Para Rodrigo Pimentel, ex-comandante do Batalhão de Operações Especiais (Bope) do Rio de Janeiro, autor do livro Elite da Tropa e especialista em antropologia urbana, o relatório da HRW é oportuno, realista e contundente. "Traz dados preocupantes sobre um problema que vivenciamos há cerca de 16 ou 17 anos aqui no Rio, que é a violência policial. Não podemos desconsiderar, entretanto, que tal fenômeno vem de uma continuada política de segurança pública calcada no enfrentamento", afirma Pimentel.
A Unidade de Polícia Pacificadora (UPP), uma experiência recente já implantada em seis favelas do Rio, das quais uma apenas, a Cidade de Deus, é populosa, com cerca de 40 mil habitantes, pode ser uma alternativa, na avaliação de Pimentel. "Nunca o cidadão da favela teve uma polícia que entra e fica, que ele chama pelo nome, que faz reunião com associação de moradores. Isso começa a ser realidade aqui", diz o ex-capitão do Bope.

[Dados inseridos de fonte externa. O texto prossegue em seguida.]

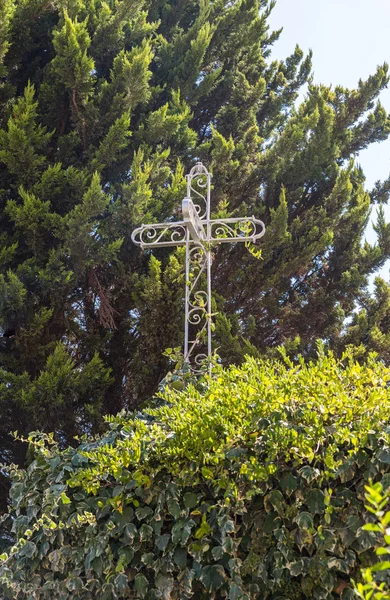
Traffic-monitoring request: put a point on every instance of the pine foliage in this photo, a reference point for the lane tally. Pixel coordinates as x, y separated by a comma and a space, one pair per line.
104, 106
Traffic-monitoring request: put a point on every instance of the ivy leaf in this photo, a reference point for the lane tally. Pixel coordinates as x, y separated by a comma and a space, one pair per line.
288, 483
141, 585
190, 500
204, 529
28, 550
236, 592
121, 583
174, 508
315, 500
65, 499
213, 577
304, 520
162, 541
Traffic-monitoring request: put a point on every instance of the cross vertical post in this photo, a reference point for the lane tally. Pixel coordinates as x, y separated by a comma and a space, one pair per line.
198, 233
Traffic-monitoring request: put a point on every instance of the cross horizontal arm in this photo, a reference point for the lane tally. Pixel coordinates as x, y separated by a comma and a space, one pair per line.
160, 234
240, 229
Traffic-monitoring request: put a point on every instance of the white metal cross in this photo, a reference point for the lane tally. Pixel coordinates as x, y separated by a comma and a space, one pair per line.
198, 233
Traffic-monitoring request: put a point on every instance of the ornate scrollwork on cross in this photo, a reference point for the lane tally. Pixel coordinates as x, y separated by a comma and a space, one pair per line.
198, 232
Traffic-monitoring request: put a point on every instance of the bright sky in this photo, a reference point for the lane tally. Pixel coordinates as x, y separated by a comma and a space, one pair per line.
349, 38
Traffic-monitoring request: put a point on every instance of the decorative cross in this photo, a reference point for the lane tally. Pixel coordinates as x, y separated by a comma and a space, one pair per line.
198, 233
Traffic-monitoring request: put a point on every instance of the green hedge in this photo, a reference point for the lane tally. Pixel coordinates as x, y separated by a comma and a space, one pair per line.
252, 487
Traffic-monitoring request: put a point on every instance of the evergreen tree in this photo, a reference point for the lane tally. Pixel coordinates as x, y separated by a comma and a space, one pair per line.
103, 108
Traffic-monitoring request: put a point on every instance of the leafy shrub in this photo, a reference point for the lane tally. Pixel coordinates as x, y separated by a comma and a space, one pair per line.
373, 587
250, 488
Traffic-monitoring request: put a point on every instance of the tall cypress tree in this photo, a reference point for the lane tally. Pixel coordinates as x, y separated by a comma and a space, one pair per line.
103, 108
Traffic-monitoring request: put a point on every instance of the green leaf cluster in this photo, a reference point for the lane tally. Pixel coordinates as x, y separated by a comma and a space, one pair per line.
253, 487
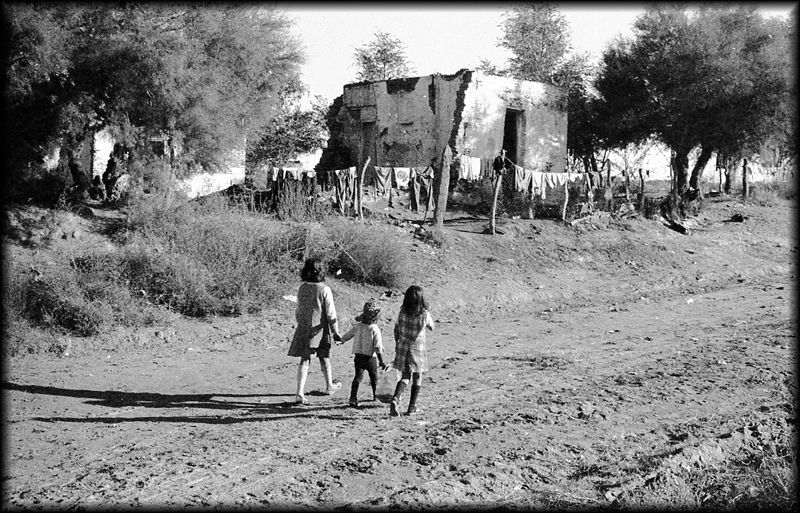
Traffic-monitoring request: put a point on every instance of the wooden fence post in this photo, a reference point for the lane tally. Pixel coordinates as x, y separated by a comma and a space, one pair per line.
444, 186
361, 188
497, 183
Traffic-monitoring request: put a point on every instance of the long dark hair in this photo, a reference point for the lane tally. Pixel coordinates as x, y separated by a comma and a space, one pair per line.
313, 271
414, 301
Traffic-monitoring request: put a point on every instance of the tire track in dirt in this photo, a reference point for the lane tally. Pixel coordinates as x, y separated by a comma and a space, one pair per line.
547, 406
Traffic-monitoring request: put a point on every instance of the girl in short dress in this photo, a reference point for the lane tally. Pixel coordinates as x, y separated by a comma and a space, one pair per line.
316, 325
410, 355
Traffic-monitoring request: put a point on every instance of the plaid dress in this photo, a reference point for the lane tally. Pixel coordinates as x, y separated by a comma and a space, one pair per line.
410, 351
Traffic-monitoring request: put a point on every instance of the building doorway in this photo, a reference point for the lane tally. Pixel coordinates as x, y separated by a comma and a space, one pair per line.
513, 133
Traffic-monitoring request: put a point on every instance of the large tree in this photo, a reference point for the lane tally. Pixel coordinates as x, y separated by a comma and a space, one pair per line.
208, 74
710, 80
541, 50
538, 37
291, 132
382, 58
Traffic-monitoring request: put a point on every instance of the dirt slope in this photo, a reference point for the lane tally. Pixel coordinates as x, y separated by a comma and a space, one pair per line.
570, 367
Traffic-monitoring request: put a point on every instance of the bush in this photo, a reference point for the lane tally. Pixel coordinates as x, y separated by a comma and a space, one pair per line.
173, 280
366, 253
767, 194
59, 303
296, 203
435, 237
243, 258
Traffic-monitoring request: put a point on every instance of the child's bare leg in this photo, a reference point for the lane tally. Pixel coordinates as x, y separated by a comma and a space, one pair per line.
302, 375
398, 394
416, 382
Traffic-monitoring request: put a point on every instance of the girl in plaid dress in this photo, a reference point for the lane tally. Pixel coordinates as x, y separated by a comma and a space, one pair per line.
410, 354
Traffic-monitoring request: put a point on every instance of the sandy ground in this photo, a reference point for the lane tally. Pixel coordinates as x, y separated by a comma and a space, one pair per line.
570, 367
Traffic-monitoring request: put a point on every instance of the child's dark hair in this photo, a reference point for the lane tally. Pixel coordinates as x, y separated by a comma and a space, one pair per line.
313, 271
414, 302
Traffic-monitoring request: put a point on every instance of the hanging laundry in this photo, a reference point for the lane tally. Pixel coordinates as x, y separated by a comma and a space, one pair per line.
522, 178
537, 183
469, 168
343, 183
292, 172
464, 167
382, 177
421, 187
487, 171
401, 176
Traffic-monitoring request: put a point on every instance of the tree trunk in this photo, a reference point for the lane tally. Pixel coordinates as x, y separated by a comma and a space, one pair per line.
444, 186
680, 169
360, 185
699, 166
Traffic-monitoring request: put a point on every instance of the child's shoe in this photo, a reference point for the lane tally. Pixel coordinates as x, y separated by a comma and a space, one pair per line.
332, 390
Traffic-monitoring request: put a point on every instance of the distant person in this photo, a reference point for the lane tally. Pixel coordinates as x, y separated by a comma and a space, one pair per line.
114, 169
411, 354
316, 325
367, 349
501, 163
97, 192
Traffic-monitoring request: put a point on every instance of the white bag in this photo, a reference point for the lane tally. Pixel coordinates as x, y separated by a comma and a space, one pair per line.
387, 382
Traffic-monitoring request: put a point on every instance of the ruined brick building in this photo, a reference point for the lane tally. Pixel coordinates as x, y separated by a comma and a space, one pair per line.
408, 121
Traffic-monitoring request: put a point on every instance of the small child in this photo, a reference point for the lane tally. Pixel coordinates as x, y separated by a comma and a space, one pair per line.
410, 356
367, 348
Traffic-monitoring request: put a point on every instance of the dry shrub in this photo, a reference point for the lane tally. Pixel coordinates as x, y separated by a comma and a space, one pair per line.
58, 302
769, 194
297, 203
170, 279
435, 237
366, 253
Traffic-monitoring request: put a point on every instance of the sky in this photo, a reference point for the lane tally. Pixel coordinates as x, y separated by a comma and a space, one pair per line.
440, 39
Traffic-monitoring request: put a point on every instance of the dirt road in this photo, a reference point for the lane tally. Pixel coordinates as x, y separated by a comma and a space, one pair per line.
602, 398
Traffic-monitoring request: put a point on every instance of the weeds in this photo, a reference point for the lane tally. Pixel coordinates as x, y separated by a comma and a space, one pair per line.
366, 253
201, 258
435, 237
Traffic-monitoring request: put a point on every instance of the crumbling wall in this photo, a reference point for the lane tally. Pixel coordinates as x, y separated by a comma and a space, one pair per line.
408, 122
545, 121
414, 118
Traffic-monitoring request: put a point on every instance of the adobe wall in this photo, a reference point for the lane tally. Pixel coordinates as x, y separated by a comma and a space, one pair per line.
412, 120
545, 121
415, 118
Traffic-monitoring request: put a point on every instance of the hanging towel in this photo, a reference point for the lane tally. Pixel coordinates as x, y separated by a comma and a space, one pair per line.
473, 166
464, 167
422, 182
401, 176
537, 183
522, 178
382, 177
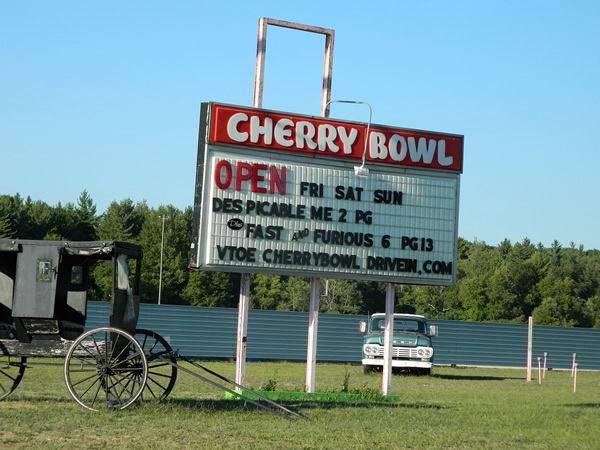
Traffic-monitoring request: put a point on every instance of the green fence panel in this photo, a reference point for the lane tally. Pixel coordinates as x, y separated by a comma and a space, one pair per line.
278, 335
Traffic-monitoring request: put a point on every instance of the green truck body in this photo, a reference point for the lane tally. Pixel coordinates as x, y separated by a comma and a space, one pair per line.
412, 345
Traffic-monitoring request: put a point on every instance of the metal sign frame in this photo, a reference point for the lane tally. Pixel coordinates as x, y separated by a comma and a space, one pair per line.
416, 178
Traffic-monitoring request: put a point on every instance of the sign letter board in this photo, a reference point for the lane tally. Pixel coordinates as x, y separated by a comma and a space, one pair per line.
277, 193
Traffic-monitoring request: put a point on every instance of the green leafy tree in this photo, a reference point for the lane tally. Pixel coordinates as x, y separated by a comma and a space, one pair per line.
343, 296
8, 217
211, 289
86, 220
296, 295
267, 291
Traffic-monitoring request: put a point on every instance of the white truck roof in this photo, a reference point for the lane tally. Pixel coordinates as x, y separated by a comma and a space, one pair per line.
416, 316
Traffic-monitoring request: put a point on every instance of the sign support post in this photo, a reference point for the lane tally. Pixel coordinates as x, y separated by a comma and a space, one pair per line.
386, 383
276, 194
313, 325
529, 347
242, 333
261, 50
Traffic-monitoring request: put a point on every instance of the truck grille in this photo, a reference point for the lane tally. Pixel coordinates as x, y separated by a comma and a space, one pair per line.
400, 352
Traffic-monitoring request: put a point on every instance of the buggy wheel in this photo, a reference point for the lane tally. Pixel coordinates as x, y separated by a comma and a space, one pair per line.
105, 367
161, 375
11, 372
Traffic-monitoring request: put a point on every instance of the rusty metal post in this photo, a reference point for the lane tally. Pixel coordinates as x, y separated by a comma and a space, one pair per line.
261, 53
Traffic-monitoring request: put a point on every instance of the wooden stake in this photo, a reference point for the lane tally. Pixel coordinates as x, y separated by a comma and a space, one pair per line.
242, 331
529, 348
545, 360
388, 334
313, 327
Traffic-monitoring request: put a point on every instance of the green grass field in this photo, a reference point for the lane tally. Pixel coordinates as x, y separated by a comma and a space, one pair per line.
454, 408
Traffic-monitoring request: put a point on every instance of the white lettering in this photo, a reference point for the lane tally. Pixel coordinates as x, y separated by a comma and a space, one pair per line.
423, 151
442, 158
327, 134
393, 147
377, 148
256, 129
347, 138
232, 125
305, 132
282, 132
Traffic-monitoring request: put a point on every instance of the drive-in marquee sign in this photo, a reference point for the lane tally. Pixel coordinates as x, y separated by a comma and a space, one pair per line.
277, 193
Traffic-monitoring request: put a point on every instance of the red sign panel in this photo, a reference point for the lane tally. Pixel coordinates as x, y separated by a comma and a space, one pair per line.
315, 136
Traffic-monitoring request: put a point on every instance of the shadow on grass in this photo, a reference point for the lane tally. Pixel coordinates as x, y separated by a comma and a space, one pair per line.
474, 377
241, 405
583, 405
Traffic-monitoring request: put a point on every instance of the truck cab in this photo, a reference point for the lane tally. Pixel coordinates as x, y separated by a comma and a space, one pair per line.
412, 344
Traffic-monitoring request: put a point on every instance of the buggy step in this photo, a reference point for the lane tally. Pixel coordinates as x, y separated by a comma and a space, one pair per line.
236, 389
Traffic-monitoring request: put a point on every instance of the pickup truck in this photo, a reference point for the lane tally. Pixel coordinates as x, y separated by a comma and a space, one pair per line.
412, 345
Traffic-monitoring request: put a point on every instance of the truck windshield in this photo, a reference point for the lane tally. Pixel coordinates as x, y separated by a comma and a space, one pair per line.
400, 325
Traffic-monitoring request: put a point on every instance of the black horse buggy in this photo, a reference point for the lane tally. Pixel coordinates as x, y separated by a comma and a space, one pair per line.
43, 287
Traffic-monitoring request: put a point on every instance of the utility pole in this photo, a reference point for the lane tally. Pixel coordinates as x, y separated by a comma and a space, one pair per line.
162, 245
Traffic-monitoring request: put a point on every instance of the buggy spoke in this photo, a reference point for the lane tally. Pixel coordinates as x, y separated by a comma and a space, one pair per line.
159, 374
84, 380
113, 346
85, 361
151, 391
91, 386
157, 365
97, 392
129, 358
157, 383
11, 373
97, 348
7, 375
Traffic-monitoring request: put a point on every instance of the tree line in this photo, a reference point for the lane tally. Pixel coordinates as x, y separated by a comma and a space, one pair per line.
504, 283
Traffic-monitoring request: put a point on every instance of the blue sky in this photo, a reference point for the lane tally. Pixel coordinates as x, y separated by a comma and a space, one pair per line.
105, 96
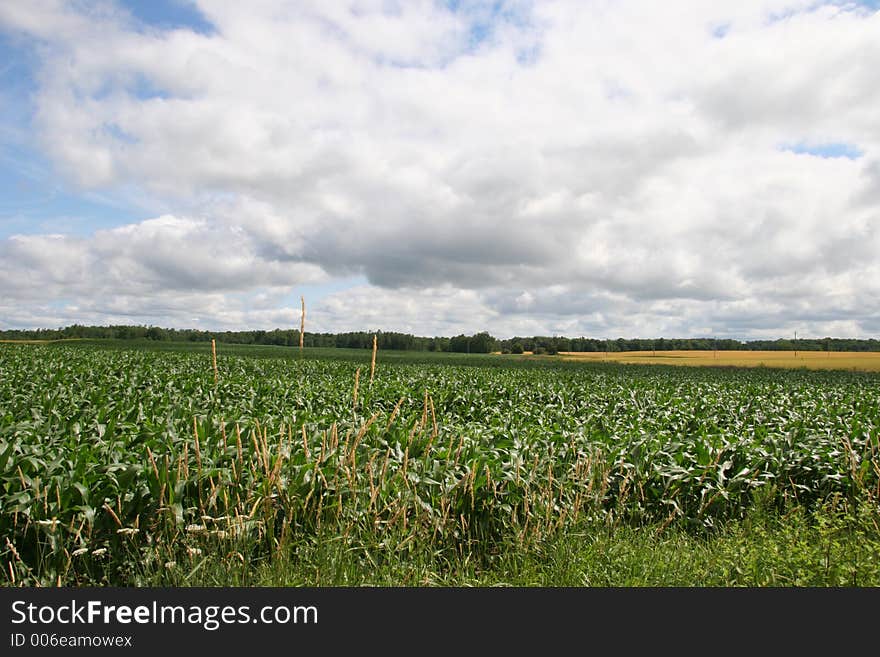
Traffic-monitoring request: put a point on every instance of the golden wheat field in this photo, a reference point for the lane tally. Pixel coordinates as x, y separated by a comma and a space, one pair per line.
819, 360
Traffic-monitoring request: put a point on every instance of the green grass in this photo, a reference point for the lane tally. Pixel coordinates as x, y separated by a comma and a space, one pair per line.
125, 464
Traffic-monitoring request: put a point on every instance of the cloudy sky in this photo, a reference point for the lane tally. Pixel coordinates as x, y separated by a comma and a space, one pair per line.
605, 168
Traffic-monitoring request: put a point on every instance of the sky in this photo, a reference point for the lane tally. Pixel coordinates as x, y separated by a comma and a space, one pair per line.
596, 168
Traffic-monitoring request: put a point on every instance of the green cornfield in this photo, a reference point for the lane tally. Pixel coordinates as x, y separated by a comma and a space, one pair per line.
120, 462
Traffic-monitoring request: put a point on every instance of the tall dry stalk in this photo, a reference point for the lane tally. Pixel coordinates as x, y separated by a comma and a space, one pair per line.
357, 376
214, 358
373, 361
302, 323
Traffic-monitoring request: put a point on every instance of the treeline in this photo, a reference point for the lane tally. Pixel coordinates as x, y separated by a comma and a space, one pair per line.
479, 343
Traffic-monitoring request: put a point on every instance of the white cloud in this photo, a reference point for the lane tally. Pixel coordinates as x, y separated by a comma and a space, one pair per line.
558, 167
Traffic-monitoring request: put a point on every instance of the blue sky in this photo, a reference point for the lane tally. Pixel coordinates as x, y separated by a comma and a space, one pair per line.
578, 168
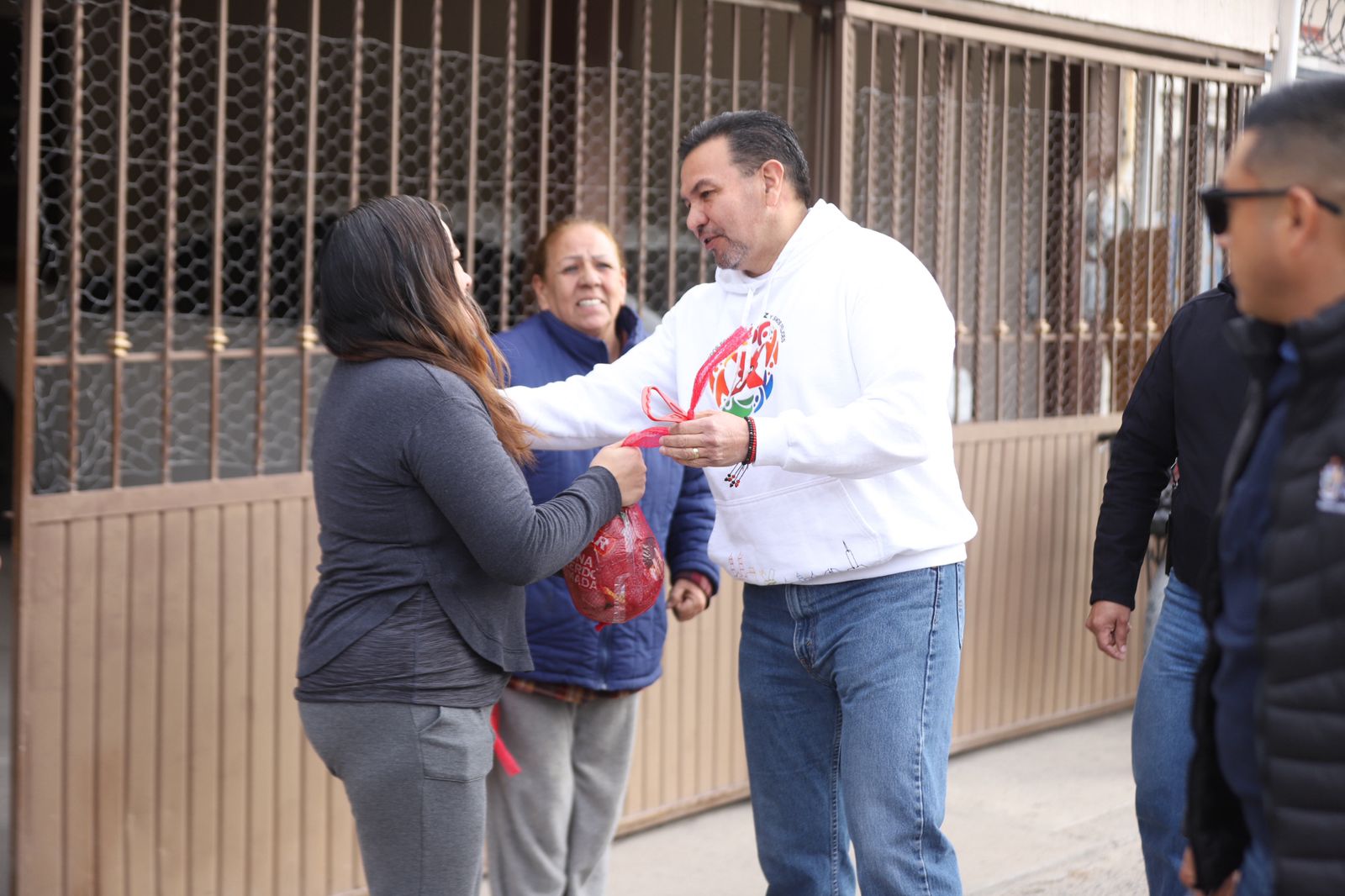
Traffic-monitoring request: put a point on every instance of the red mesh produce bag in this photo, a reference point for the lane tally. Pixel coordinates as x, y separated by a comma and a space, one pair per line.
620, 573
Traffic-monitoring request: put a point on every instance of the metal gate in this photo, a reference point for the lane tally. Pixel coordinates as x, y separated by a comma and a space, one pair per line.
1051, 187
179, 165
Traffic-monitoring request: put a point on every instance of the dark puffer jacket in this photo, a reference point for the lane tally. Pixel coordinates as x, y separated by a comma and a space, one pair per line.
1301, 698
677, 502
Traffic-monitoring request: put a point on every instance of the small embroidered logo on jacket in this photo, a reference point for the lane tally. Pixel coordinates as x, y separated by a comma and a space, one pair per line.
744, 380
1331, 492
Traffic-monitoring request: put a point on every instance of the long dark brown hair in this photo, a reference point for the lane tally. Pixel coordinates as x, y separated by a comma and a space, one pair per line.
388, 291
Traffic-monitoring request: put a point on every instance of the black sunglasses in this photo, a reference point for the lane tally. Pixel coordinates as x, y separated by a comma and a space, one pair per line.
1216, 203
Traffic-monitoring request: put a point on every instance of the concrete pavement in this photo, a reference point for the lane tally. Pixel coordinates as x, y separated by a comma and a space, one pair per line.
1044, 815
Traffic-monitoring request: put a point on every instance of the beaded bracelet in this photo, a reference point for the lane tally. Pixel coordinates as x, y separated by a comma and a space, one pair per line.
748, 459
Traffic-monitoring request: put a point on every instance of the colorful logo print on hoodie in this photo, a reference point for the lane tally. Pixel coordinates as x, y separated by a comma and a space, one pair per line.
744, 380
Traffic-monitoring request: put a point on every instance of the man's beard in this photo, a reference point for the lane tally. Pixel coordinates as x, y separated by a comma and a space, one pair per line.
732, 256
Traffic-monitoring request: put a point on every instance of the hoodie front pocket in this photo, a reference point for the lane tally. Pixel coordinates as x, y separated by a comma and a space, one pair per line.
794, 535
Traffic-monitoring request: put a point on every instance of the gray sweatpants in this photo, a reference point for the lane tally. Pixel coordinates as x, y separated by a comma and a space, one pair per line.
416, 779
551, 826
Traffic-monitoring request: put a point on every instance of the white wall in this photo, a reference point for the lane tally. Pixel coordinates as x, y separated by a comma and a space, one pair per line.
1246, 24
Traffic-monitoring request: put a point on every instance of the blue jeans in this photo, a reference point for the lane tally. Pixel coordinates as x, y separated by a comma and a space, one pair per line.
1161, 741
847, 698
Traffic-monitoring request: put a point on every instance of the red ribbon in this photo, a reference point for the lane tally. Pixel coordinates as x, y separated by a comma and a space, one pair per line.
502, 755
650, 437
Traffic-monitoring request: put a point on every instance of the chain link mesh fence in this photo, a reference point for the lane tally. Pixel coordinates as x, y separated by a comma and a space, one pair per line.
174, 314
1322, 34
1053, 199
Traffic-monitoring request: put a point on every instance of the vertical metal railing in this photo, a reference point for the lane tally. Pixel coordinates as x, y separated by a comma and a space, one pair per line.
1060, 256
1062, 259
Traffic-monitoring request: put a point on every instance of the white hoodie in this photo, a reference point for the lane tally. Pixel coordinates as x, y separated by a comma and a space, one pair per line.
847, 376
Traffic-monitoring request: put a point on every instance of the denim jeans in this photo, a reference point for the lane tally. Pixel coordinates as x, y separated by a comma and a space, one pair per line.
847, 698
1161, 741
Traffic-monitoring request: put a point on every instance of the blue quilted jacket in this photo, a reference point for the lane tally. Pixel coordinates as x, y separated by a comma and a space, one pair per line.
677, 502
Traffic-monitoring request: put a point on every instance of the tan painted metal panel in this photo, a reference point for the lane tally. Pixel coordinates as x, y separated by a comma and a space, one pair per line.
163, 665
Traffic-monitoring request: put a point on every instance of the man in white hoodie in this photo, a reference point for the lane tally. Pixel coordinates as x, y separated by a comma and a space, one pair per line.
847, 525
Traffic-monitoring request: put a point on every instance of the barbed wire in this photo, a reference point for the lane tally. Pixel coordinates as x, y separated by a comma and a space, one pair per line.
1322, 33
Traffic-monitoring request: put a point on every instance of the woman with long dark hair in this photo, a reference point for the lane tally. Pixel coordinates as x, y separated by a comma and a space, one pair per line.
428, 537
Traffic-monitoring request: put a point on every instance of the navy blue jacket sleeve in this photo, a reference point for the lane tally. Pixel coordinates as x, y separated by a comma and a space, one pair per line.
689, 533
1141, 456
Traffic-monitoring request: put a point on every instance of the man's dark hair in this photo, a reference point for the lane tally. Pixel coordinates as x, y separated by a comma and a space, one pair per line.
1301, 134
755, 138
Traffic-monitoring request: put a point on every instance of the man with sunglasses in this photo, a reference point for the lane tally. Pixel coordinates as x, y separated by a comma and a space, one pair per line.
1268, 782
1184, 409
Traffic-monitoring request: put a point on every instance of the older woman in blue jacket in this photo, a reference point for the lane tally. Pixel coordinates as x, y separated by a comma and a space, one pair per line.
571, 721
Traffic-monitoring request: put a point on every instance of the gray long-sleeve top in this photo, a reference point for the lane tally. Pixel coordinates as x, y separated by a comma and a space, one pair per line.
414, 492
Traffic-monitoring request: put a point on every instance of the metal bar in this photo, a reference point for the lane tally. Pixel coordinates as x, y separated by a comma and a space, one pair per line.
1168, 195
612, 101
1067, 280
1004, 202
959, 127
825, 138
643, 248
170, 233
217, 268
268, 158
26, 324
1150, 205
545, 145
356, 100
919, 132
941, 168
474, 125
436, 93
1022, 230
1100, 287
506, 199
706, 80
708, 61
394, 113
779, 6
155, 356
1116, 241
1138, 221
1188, 240
119, 275
1214, 161
1042, 324
1082, 327
309, 336
76, 237
766, 58
982, 273
844, 104
672, 163
737, 55
1046, 45
899, 94
580, 105
1089, 33
871, 186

Para o coronel reformado da PM José Vicente da Silva, que também foi secretário nacional de segurança pública, um ponto que diferencia São Paulo do Rio de Janeiro está na efetividade das prisões. "Veja que São Paulo, com cerca de 350 presos por 100 mil habitantes, tem apresentado quedas nos índices de violência na medida em que tem conseguido fazer cumprir a lei. No Rio, tal indicador deve estar em 170 por 100 mil habitantes", calcula.
De acordo com José Vicente, existe dentro das corporações, do governo e até das leis brasileiras uma tolerância com a violência policial. "Nos Estados Unidos, a Justiça não engole o argumento da polícia de que o morto merecia morrer porque era bandido. O agente tem que apresentar provas concretas de que não executou", ressalta o coronel. Pimentel lembra ainda que tal consentimento vem da própria sociedade. "Tenho uma recordação nítida da mídia, das pessoas, dos políticos, do presidente Lula, na época de uma operação no Complexo do Alemão que resultou em 19 mortos, afirmando que finalmente o estado do Rio tinha começado a enfrentar a bandidagem. A única voz a questionar tais mortes suspeitas foi de um conselheiro da OAB (João Tancredo), sumariamente afastado do caso", relata Pimentel.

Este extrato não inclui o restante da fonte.